4. Move the Eligibility Goalpost for Social Security
The introduction of social programs in America came at a time when life expectancy was lower. Now that modern medicine has increased the chances that citizens will live further into old age, the cost of these programs has expanded significantly. Instead of being able to redeem social security at the sprightly age of 62, moving it up to 68 or 70 would make more sense.
Like fighting bankruptcies, the government should also consider social benefits eligibility on a case-by-case basis. Some tradesmen, for example, would be eligible earlier due to the difficulty of continuing a strenuous career, while lawyers and other desk jobs would need to wait longer before attaining eligible status.

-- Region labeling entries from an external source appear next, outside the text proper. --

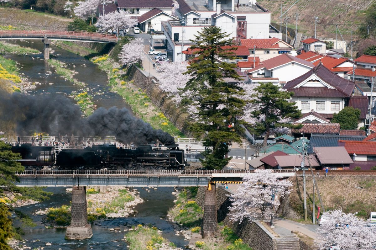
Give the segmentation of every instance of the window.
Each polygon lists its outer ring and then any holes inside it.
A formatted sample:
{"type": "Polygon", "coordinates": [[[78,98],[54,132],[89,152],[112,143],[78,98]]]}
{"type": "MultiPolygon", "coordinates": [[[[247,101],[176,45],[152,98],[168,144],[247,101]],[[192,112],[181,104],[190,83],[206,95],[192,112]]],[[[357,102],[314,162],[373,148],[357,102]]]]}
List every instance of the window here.
{"type": "Polygon", "coordinates": [[[211,18],[207,17],[194,17],[193,18],[193,24],[211,24],[211,18]]]}
{"type": "Polygon", "coordinates": [[[311,102],[309,101],[302,101],[302,110],[310,110],[311,102]]]}
{"type": "Polygon", "coordinates": [[[332,101],[331,102],[330,105],[331,110],[340,111],[340,101],[332,101]]]}
{"type": "Polygon", "coordinates": [[[376,155],[367,155],[367,161],[376,161],[376,155]]]}
{"type": "Polygon", "coordinates": [[[325,110],[325,101],[316,101],[316,110],[325,110]]]}

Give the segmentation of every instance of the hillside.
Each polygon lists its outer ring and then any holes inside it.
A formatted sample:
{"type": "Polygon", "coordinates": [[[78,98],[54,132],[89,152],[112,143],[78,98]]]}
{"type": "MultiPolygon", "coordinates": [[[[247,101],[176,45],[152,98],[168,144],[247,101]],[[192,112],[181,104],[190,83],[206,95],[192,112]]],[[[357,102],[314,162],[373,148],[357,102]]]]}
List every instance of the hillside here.
{"type": "MultiPolygon", "coordinates": [[[[310,173],[309,173],[310,174],[310,173]]],[[[287,218],[300,219],[303,214],[303,178],[292,177],[289,180],[294,184],[291,193],[282,203],[280,212],[287,218]]],[[[371,212],[376,212],[376,180],[371,176],[317,177],[317,184],[325,209],[342,209],[346,212],[358,212],[364,218],[371,212]]],[[[307,204],[309,218],[312,207],[313,181],[307,177],[307,204]]],[[[315,210],[320,206],[315,194],[315,210]]],[[[321,211],[322,210],[321,209],[321,211]]]]}
{"type": "MultiPolygon", "coordinates": [[[[276,27],[279,29],[281,4],[283,12],[295,2],[296,0],[257,0],[258,3],[271,12],[272,22],[277,24],[276,27]]],[[[335,24],[337,24],[344,38],[350,40],[351,30],[355,31],[359,24],[364,23],[365,11],[374,3],[376,3],[376,0],[300,0],[284,17],[291,18],[289,26],[295,29],[294,15],[297,11],[300,14],[298,32],[311,36],[314,34],[313,17],[317,16],[320,18],[317,24],[318,37],[335,38],[335,24]]],[[[356,34],[354,35],[355,37],[356,34]]],[[[338,36],[339,38],[339,34],[338,36]]]]}

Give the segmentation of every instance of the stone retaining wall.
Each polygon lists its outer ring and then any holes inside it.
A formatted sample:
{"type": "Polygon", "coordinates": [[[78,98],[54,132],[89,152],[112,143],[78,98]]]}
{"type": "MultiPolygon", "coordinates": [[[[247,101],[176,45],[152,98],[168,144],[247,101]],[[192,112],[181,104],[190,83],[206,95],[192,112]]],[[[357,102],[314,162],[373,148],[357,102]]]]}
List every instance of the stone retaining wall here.
{"type": "Polygon", "coordinates": [[[176,108],[167,94],[155,85],[158,80],[155,77],[147,75],[134,66],[131,66],[127,75],[128,79],[133,81],[135,86],[145,91],[153,104],[161,110],[178,129],[186,137],[193,137],[192,131],[188,130],[190,123],[188,120],[189,119],[188,114],[176,108]]]}

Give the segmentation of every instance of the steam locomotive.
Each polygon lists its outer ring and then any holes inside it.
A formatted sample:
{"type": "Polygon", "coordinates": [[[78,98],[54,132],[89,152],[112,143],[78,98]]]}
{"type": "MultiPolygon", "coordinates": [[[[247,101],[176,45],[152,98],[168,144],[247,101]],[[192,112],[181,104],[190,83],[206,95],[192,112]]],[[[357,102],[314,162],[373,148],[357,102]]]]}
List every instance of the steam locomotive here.
{"type": "Polygon", "coordinates": [[[141,145],[131,149],[103,145],[55,151],[53,146],[22,145],[12,151],[20,154],[22,159],[18,160],[26,169],[35,170],[45,166],[59,170],[184,169],[189,165],[177,144],[165,147],[167,149],[141,145]]]}

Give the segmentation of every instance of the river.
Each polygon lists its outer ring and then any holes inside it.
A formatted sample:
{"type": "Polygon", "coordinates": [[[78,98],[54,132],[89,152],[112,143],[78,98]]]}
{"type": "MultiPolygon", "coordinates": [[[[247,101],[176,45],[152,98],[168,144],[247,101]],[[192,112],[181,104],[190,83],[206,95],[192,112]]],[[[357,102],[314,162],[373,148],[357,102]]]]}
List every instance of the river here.
{"type": "MultiPolygon", "coordinates": [[[[43,43],[38,40],[33,42],[30,40],[9,42],[15,42],[21,46],[32,47],[41,52],[43,50],[43,43]]],[[[118,108],[127,108],[130,110],[129,105],[121,97],[116,93],[107,90],[107,76],[97,65],[82,56],[52,45],[51,48],[55,50],[54,55],[56,56],[56,59],[66,63],[70,69],[78,72],[75,75],[75,78],[86,84],[85,88],[89,88],[88,93],[93,95],[93,101],[97,107],[108,108],[115,106],[118,108]],[[103,94],[96,95],[99,90],[102,91],[103,94]]],[[[29,81],[41,84],[41,85],[37,85],[35,88],[29,90],[27,93],[29,94],[38,95],[42,98],[44,95],[67,95],[72,91],[80,91],[83,89],[82,87],[73,85],[72,82],[55,73],[54,68],[42,59],[41,54],[30,55],[11,54],[5,56],[20,64],[18,67],[20,73],[23,73],[29,81]],[[52,73],[49,73],[49,72],[52,73]],[[52,84],[49,84],[50,83],[52,84]]],[[[105,221],[98,225],[92,226],[93,236],[91,239],[82,241],[65,240],[65,229],[45,228],[41,221],[42,216],[31,215],[37,226],[24,229],[25,235],[23,238],[26,241],[24,244],[32,249],[39,246],[43,247],[45,250],[57,250],[59,248],[77,250],[126,249],[126,244],[121,240],[125,232],[111,231],[109,229],[119,227],[123,231],[125,225],[150,223],[162,230],[164,237],[175,243],[178,247],[183,247],[188,241],[184,240],[183,236],[176,235],[173,225],[165,220],[169,208],[174,205],[173,201],[175,197],[171,194],[173,188],[159,188],[156,190],[151,189],[150,192],[141,188],[137,189],[140,192],[140,197],[145,201],[144,203],[136,207],[135,210],[138,213],[130,217],[105,221]],[[40,241],[36,241],[36,240],[40,241]],[[45,245],[47,242],[52,245],[45,245]]],[[[54,193],[50,200],[24,206],[19,208],[18,210],[26,214],[31,215],[40,209],[68,205],[71,200],[71,194],[67,193],[65,188],[48,188],[46,190],[54,193]]]]}

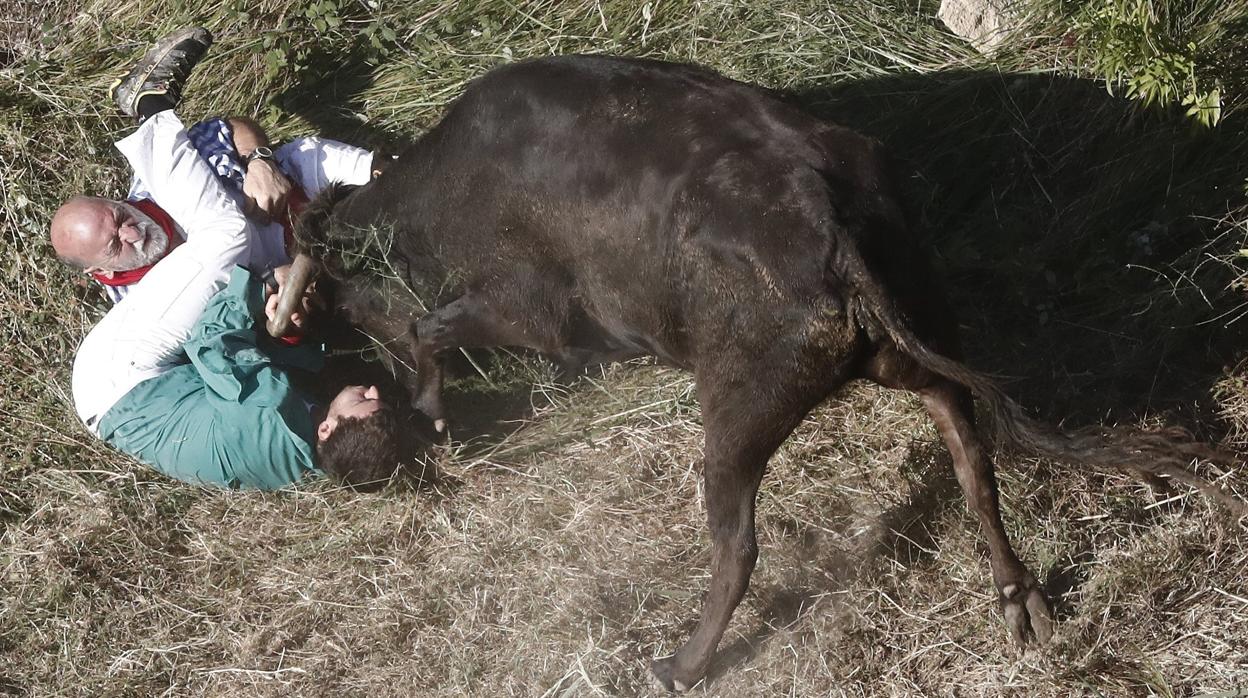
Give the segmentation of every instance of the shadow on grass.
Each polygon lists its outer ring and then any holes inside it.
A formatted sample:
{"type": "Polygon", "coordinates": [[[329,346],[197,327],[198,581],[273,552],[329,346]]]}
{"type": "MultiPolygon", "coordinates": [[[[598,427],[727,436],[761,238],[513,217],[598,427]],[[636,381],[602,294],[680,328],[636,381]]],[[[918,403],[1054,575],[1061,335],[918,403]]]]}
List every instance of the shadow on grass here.
{"type": "Polygon", "coordinates": [[[1234,270],[1248,132],[1201,131],[1086,80],[947,72],[794,95],[882,140],[962,320],[970,363],[1051,421],[1193,426],[1242,356],[1234,270]],[[1211,247],[1212,243],[1212,247],[1211,247]],[[1229,323],[1229,327],[1227,326],[1229,323]],[[1178,412],[1177,415],[1174,412],[1178,412]]]}

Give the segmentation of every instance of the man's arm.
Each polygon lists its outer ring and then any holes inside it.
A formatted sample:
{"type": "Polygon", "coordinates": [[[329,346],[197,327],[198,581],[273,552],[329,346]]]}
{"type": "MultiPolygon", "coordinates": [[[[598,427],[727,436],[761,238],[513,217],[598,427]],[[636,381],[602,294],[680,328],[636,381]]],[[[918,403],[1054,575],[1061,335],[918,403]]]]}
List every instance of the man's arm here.
{"type": "Polygon", "coordinates": [[[268,134],[252,119],[231,116],[226,119],[233,132],[235,152],[246,170],[242,181],[243,212],[252,219],[268,222],[286,210],[291,194],[291,180],[282,174],[273,160],[250,160],[257,147],[268,147],[268,134]]]}

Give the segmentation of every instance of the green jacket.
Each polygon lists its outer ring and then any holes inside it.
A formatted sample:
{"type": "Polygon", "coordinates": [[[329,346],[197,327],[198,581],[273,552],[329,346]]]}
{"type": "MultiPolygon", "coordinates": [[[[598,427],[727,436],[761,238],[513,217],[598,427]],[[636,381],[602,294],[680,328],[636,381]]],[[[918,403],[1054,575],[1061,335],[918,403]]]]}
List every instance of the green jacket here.
{"type": "Polygon", "coordinates": [[[273,342],[263,285],[235,268],[182,345],[187,363],[134,387],[100,421],[100,437],[183,482],[277,489],[319,473],[310,403],[290,368],[318,371],[318,346],[273,342]]]}

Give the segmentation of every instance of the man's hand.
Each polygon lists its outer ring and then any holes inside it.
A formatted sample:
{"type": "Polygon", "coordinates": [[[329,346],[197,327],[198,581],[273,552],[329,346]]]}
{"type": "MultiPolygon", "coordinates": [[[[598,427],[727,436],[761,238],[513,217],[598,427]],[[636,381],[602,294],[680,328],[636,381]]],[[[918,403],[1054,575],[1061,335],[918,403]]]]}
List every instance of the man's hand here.
{"type": "Polygon", "coordinates": [[[267,224],[286,212],[286,197],[291,194],[291,180],[268,160],[247,164],[247,176],[242,180],[242,194],[247,201],[243,214],[267,224]]]}
{"type": "MultiPolygon", "coordinates": [[[[273,280],[277,281],[277,291],[273,292],[272,288],[268,288],[266,291],[268,293],[268,297],[265,298],[265,317],[267,317],[268,320],[272,320],[273,316],[277,315],[277,298],[281,297],[282,295],[282,286],[286,285],[286,277],[290,275],[290,272],[291,272],[291,265],[282,265],[280,267],[273,268],[273,280]]],[[[291,313],[291,327],[293,327],[293,331],[291,333],[293,335],[303,333],[303,325],[306,322],[306,317],[308,316],[308,313],[312,312],[313,307],[316,306],[313,301],[314,296],[316,296],[316,283],[308,286],[308,288],[303,292],[303,297],[300,300],[298,307],[296,307],[295,312],[291,313]]]]}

5. Reign in Military Spending
One of the most common facts trotted out in the debt reduction conversation is that America spends more on its military than the next 10 countries combined, most of whom are allies. Much of this is due to the military’s role as an employer, but also because of America’s self-imposed role as a sort of world police force. Waving a flag of democracy, the US looks after the civil rights of global citizens—especially when financial opportunities also align with its democratic values.
Reigning in military spending and focusing on improving from within, and not from without, would lift an enormous pressure from the national budget. However, like student debt and the cost of higher education, this is a hot-button topic that few politicians like to address, especially when facing an election.
Setting America Straight
Many countries have debts, but few handle it quite like the United States. While many of the potential strategies outlined above may work, American politicians will need to refrain from partisan politicking or risk a situation that spirals out of control. Politics aside, there are real solutions to the very real problem of debt, and just because it’s mounting does not mean it’s insurmountable.